Berjalan pelan, tidak tentu arah. Mengikuti kata hatinya saja. Menghela nafas panjang. Menyadari betapa tidak bergunanya Niana sebagai kakak. Mencari uang untuk pengobatan adiknya saja membutuhkan waktu yang lama. Niana sedih tentu saja. Merutuki dirinya sendiri.
“Kayanya memang harus ke rumah Laura,” gumam Niana. Memutuskan menebalkan muka demi kesembuhan adiknya. Semoga saja Laura berbaik hati mau meminjamkannya. Memilih menaiki ojek online. Niana membutuhkan uang itu segera. Akan lama jika menggunakan bis. Memang uang yang dikeluarkan lebih banyak, tapi kalau untuk waktu tempuh yang lebih cepat, tidak masalah kok. Pasalnya Niana juga sedang diburu waktu.
Dalam perjalanan, jantung Niana makin berdetak kencang. Di sana akan baik-baik saja kan? Niana takut kena marah penghuni rumah. Mereka pasti masih kelas dengan dirinya yang membocorkan identitas Laura saat terpergok sedang keluar bersama salah satu aktor yang sedang naik daun saat itu. Laura di bully baik di dunia nyata maupun dunia maya
“Maaf Ra,” lirih Niana. Sayangnya sebanyak apa pun Niana meminta maaf, Niana tetap merasakan rasa bersalah itu. Walau Laura sudah mengatakan memaafkannya.
Tiba di depan pagar tinggi rumah Laura. Nirina bimbang. Haruskah melanjutkan niatnya?

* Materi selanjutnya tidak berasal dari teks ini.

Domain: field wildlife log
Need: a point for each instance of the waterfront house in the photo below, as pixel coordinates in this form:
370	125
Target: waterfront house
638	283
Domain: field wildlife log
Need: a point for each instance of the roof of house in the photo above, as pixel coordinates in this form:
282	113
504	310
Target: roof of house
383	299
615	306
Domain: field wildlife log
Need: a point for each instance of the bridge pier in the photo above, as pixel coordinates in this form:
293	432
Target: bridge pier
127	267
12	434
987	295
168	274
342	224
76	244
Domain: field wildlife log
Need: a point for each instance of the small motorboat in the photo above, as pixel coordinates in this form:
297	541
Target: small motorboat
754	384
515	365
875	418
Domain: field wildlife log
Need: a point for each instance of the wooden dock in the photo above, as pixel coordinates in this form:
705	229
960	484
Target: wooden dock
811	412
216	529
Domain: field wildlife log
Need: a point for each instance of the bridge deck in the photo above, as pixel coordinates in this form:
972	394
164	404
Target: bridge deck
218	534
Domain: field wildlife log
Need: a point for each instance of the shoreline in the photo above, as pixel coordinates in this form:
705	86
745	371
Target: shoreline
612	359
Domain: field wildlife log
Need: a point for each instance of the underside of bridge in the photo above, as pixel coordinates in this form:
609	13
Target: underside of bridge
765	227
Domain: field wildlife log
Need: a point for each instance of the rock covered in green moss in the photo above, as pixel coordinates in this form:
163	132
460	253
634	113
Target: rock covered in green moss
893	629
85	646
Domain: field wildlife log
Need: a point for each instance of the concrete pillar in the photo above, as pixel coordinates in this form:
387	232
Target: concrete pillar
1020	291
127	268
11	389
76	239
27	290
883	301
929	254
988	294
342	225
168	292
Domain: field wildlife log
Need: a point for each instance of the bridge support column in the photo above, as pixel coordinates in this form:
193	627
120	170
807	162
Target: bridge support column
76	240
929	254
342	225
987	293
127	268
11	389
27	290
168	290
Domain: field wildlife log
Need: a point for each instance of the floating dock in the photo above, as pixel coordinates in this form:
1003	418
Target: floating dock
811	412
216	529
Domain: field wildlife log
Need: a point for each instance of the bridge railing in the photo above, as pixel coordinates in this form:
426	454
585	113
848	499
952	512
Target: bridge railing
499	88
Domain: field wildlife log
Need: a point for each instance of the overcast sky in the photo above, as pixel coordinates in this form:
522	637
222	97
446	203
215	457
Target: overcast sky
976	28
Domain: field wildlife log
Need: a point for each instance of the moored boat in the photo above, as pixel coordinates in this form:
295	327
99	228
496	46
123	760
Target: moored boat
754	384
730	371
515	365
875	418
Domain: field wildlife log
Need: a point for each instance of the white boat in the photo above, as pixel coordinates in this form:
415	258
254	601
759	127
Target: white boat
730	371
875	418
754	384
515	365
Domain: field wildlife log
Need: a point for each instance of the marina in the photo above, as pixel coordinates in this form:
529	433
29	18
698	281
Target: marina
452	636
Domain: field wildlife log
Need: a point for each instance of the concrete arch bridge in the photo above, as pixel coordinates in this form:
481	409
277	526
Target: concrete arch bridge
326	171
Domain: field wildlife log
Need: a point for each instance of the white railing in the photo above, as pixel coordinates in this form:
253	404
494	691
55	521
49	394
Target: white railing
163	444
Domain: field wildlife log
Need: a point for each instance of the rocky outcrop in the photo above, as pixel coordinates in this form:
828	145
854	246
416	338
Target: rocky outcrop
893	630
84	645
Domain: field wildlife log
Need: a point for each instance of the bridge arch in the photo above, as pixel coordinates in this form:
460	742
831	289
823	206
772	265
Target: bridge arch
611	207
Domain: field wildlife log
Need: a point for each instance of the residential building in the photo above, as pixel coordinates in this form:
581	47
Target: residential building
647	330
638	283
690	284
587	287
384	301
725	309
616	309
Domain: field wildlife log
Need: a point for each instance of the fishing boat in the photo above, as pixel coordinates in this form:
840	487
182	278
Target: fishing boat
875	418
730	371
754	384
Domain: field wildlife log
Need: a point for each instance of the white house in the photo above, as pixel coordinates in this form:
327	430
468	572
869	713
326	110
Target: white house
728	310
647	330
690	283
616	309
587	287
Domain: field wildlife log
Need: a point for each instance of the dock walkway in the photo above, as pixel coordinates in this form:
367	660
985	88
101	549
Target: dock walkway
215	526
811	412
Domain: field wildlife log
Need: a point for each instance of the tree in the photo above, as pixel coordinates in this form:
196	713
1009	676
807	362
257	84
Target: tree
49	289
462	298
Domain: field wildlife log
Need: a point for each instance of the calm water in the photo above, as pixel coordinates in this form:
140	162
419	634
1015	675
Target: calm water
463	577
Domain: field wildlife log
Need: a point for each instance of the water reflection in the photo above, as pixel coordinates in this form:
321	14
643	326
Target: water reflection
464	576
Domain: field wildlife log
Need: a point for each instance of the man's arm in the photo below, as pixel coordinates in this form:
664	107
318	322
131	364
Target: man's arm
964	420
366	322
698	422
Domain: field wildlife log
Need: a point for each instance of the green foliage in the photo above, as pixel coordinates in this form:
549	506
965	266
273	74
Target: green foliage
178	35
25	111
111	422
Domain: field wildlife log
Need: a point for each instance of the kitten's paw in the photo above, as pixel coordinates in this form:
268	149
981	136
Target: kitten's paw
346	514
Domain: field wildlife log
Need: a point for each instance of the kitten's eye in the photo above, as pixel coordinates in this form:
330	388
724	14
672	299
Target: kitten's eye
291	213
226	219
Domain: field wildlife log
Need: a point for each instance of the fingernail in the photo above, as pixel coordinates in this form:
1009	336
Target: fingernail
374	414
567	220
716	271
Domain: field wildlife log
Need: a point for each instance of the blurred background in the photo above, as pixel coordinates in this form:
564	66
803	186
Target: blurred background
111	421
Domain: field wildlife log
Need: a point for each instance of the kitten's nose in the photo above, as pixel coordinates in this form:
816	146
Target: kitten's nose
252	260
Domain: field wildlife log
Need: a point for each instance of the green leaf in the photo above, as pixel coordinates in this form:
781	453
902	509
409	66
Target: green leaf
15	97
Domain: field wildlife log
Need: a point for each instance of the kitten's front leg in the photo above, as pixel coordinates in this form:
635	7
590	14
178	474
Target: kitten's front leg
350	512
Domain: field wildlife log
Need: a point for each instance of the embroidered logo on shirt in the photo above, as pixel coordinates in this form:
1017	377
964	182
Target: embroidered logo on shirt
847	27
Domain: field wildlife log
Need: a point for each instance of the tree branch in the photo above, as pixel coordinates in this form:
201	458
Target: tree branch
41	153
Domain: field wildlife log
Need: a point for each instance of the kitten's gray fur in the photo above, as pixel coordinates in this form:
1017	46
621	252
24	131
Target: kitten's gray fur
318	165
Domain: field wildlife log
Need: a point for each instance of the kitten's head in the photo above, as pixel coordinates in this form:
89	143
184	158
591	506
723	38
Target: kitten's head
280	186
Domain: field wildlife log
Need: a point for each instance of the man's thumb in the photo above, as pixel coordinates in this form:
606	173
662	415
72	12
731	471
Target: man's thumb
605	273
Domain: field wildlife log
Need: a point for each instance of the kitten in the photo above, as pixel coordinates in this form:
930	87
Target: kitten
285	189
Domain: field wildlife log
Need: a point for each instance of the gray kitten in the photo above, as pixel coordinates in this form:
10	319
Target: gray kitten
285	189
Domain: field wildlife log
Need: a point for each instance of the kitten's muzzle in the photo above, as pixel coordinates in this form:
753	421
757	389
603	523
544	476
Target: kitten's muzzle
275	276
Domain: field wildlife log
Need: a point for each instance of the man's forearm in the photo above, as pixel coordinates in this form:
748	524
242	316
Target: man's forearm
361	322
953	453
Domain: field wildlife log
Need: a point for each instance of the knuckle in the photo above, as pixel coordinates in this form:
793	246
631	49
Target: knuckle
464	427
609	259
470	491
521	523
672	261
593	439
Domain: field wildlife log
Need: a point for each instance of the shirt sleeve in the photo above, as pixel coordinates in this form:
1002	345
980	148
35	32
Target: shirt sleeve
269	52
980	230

Atau mengurungkan dan kembali pulang? Niana bimbang.
“Gue harus masuk. Demi kesembuhan Radit.” Meyakinkan dirinya sendiri untuk segera masuk ke dalam rumah besar itu. Bertemu Laura dan mengungkapkan tujuannya datang kemari.

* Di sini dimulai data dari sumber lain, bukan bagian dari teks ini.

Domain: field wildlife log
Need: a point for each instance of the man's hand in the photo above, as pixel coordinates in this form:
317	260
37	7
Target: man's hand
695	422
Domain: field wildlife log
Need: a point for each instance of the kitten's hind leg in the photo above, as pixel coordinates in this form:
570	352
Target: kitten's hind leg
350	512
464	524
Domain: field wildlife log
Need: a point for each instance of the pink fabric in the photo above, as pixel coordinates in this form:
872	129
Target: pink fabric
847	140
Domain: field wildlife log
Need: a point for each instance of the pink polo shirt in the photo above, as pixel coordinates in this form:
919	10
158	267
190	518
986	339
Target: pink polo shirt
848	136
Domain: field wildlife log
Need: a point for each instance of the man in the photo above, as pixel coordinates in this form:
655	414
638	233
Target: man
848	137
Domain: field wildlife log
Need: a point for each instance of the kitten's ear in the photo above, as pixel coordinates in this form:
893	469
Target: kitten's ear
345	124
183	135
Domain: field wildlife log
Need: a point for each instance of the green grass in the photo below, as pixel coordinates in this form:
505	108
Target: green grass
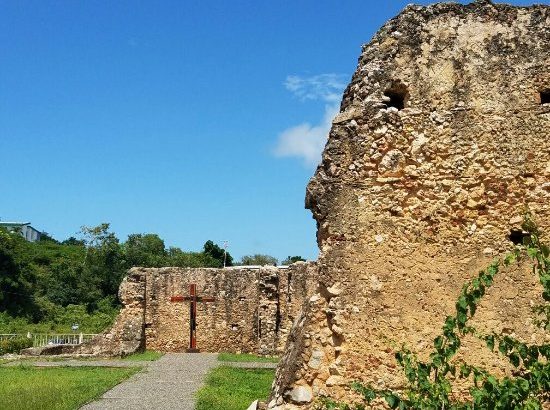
245	357
146	356
58	388
230	388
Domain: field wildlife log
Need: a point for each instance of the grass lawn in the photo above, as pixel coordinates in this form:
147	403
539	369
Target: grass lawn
245	357
59	388
146	356
230	388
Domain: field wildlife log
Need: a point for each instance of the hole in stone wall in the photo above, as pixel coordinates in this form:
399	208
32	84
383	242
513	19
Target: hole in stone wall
545	97
516	236
259	328
396	96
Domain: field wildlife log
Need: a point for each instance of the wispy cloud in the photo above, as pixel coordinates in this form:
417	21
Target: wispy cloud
307	141
326	87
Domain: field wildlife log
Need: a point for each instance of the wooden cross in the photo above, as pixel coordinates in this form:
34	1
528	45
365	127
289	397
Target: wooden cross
193	298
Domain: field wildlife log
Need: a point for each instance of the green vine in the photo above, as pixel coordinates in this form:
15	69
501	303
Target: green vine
429	385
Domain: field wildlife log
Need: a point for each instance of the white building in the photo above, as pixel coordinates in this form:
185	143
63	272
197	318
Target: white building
24	228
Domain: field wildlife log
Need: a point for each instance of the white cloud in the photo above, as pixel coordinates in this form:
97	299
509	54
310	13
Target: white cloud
326	87
307	141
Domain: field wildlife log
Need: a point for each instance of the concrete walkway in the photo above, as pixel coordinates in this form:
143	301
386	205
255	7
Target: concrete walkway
167	383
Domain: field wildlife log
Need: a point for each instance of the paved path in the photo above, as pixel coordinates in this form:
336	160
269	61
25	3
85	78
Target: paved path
250	365
167	383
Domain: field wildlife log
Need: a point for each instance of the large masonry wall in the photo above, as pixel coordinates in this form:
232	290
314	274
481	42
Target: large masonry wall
441	143
253	311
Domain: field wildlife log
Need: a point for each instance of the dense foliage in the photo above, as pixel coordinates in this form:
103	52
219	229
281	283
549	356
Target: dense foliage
258	259
14	345
53	284
429	383
291	259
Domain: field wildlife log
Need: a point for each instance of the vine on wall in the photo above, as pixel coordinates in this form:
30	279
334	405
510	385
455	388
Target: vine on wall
429	382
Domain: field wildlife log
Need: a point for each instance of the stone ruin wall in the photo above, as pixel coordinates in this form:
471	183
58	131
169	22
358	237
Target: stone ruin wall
411	201
253	311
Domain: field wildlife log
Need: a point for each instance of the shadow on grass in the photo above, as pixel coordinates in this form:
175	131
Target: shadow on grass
232	388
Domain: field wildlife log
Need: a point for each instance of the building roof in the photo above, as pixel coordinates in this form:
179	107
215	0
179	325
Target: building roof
3	223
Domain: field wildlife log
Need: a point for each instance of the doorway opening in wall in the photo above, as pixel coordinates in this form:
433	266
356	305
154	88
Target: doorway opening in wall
545	97
396	96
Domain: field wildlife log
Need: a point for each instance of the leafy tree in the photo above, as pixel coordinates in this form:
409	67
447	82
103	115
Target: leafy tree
15	279
73	241
213	250
104	266
291	259
145	250
177	257
258	259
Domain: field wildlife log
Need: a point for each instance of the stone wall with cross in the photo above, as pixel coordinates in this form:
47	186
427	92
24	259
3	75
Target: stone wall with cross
253	311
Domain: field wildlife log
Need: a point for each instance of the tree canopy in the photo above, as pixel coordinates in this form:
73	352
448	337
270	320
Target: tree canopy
259	259
50	280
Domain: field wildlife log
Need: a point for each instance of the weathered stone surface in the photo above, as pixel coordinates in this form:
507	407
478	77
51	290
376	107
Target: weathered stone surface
253	311
440	143
300	394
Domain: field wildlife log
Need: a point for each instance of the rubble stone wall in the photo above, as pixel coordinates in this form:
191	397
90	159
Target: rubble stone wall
440	145
253	310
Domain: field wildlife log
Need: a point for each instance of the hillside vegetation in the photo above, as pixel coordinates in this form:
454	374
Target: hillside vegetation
49	285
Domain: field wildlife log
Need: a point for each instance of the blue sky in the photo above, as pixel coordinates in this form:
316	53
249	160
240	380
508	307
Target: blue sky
192	120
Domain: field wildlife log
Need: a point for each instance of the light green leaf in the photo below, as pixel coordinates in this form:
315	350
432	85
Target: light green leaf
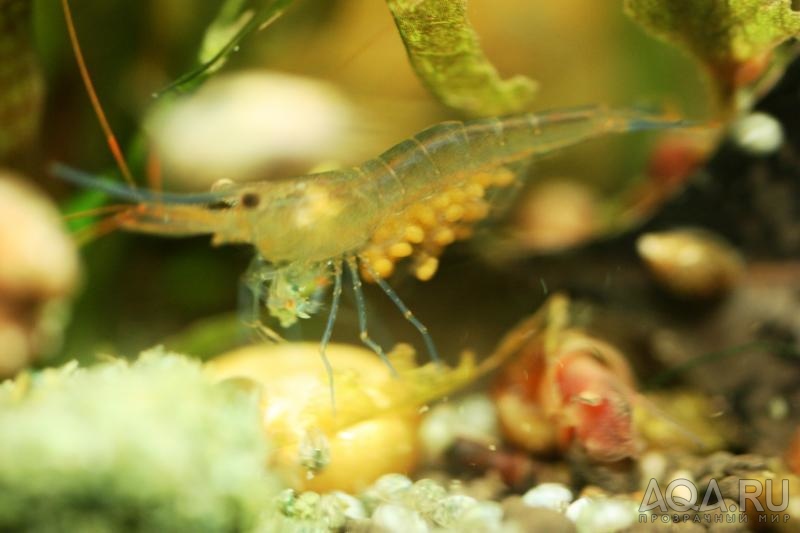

“Cari siapa ya Mbak?” tanya pria berbadan besar dengan seragam yang melekat di tubuhnya. Satpam rumah Laura.
Meneguk ludah kasar. “Saya mau bertemu dengan Laura. Apa ada? Oh iya, saya teman sekolahnya,” jawab Niana. Dalam hati merutuki ucapannya. Teman? Mana ada teman yang tega menyakiti temannya sendiri?
“Aduh maaf. Non Laura sedang tidak berada di rumah. Baru saja tadi keluar,” beri tahu satpam bernama Hendri itu. Bahu Niana terkulai lemas. Harapan satu-satunya pupus.

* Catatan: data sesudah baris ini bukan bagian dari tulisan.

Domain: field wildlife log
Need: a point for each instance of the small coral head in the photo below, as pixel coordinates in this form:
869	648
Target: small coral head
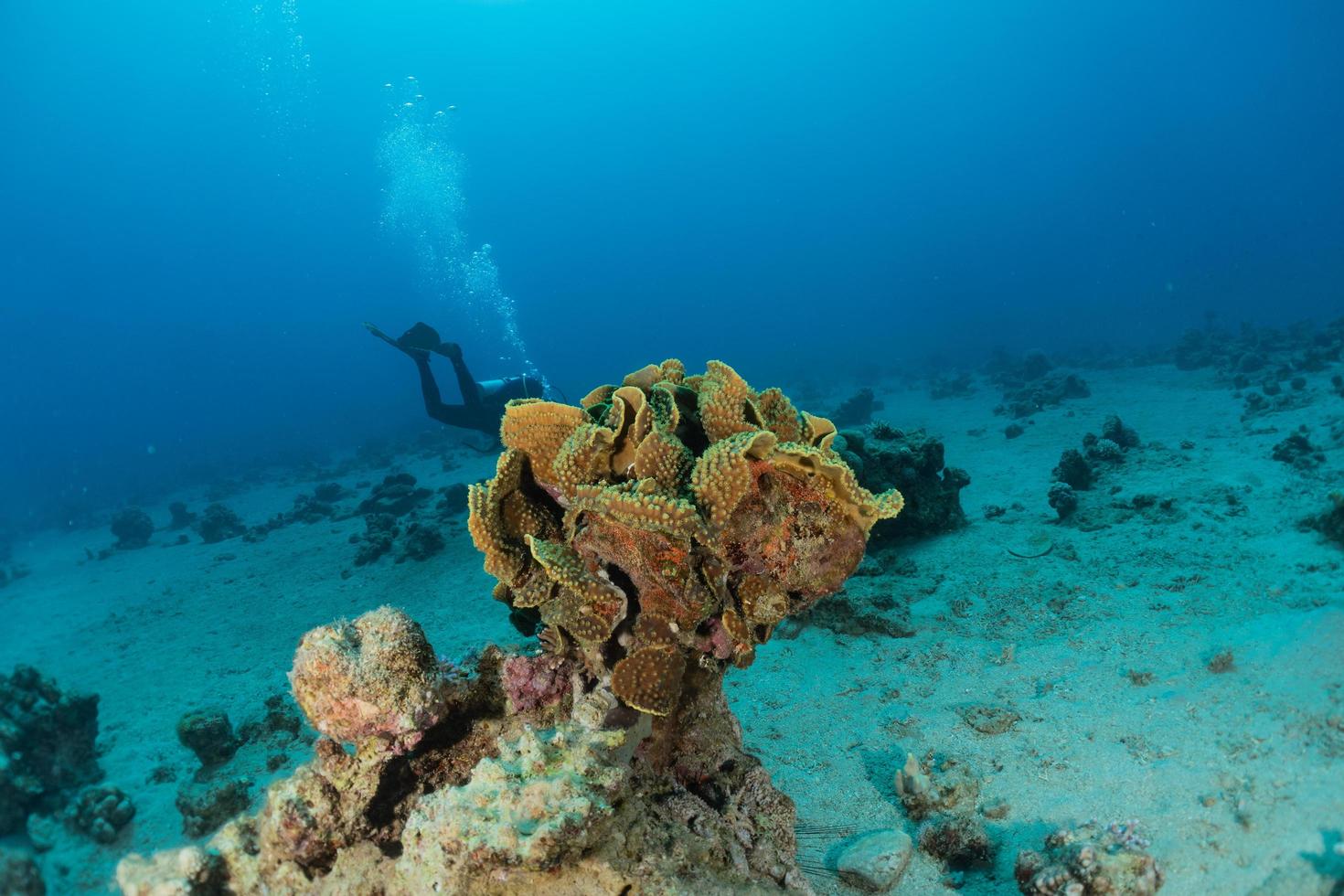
669	520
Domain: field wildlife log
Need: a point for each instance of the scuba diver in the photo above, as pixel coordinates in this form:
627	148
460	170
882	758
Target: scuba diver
483	403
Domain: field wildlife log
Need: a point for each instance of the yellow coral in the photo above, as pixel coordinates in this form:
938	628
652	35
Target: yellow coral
817	432
643	507
649	678
635	423
691	503
778	415
539	429
841	485
722	475
583	457
725	403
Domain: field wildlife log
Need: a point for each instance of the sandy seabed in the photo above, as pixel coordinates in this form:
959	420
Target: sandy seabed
1101	647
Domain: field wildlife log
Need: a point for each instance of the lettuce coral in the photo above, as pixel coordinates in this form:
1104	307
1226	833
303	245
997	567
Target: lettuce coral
660	531
664	513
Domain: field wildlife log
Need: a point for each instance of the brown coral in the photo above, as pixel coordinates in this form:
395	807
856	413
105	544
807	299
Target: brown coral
697	503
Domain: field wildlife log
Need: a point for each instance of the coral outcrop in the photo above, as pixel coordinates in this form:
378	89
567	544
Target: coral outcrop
208	733
1031	384
1090	860
218	523
912	464
19	875
371	680
1329	521
669	523
659	532
46	746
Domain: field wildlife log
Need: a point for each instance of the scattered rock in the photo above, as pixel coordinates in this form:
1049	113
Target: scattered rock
857	410
1090	861
960	841
884	457
218	523
395	495
1298	452
421	543
1123	435
206	805
1072	469
46	746
100	813
132	528
989	720
938	784
875	861
208	733
182	517
1329	521
1062	498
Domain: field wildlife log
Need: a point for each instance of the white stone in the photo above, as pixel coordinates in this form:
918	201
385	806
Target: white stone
877	861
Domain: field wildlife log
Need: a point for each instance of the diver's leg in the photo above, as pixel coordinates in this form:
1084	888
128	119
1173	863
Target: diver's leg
429	391
465	382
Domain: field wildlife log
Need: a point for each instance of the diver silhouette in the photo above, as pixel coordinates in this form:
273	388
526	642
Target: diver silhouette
483	403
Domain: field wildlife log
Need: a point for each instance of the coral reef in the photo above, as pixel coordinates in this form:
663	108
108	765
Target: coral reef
19	875
660	532
910	463
1090	860
938	784
218	523
671	521
535	681
1031	384
132	528
100	813
395	495
379	535
1062	498
1078	470
958	841
421	543
858	409
46	746
371	680
208	805
180	872
208	733
1297	450
182	517
1329	523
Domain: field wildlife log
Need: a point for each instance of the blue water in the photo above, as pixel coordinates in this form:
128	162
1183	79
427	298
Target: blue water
197	202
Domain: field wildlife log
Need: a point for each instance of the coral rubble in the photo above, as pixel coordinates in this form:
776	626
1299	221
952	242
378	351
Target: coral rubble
46	746
218	523
660	532
912	463
1090	860
19	875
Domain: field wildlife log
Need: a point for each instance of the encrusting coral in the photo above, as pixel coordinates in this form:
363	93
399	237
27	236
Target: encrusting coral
657	534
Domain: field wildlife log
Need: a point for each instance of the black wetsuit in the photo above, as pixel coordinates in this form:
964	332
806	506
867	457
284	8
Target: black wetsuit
483	403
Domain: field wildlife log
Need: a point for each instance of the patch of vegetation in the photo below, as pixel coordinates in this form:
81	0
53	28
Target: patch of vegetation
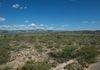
4	52
86	55
32	65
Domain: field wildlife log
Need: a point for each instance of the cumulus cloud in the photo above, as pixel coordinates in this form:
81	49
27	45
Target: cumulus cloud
90	22
85	21
18	6
2	19
26	21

“Apa masih lama pulangnya?” tanya Niana penuh harap.
“Sepertinya akan lama. Karena sedang mempersiapkan pernikahan. Jadi akan sibuk mengurus ini dan itu. Mending telepon saja.”
Huh, sepertinya memang sudah tidak ada harapan. Menelepon? Niana bahkan sudah tidak menyimpan nomor Laura. Handphonenya yang lama hilang, hilanglah semua kontak yang ada.
“Saya boleh meminta nomor ponsel Laura? Kebetulan handphone saya sempat hilang, jadi nomor ponsel Laura juga ikut hilang.” Nirina mencoba peruntungan. Semoga saja diberi.
“Maaf sebelumnya. Saya tidak memiliki hak untuk memberikan nomor nona muda.”
“Ah baik. Tidak masalah. Saya permisi dulu kalau begitu.” Dengan langkah gontai, Niana berjalan menuju gerbang kompleks. Menunggu kendaraan di halte yang letaknya lumayan jauh.
Niana bingung. Sudah tidak tahu lagi harus mencari ke mana. Tanpa Niana sadari, kedatangan gadis itu di kediaman Laura terpantau dalam pandangan seseorang yang sekarang bahkan sudah membuntutinya dari dalam mobil yang berjalan tepat di belakangnya.
“Ada apa datang cari adik gue?” gumam pria dari dalam mobil. Pandangannya tak terputus pada wanita bertubuh kecil yang berjalan tak jauh di depannya.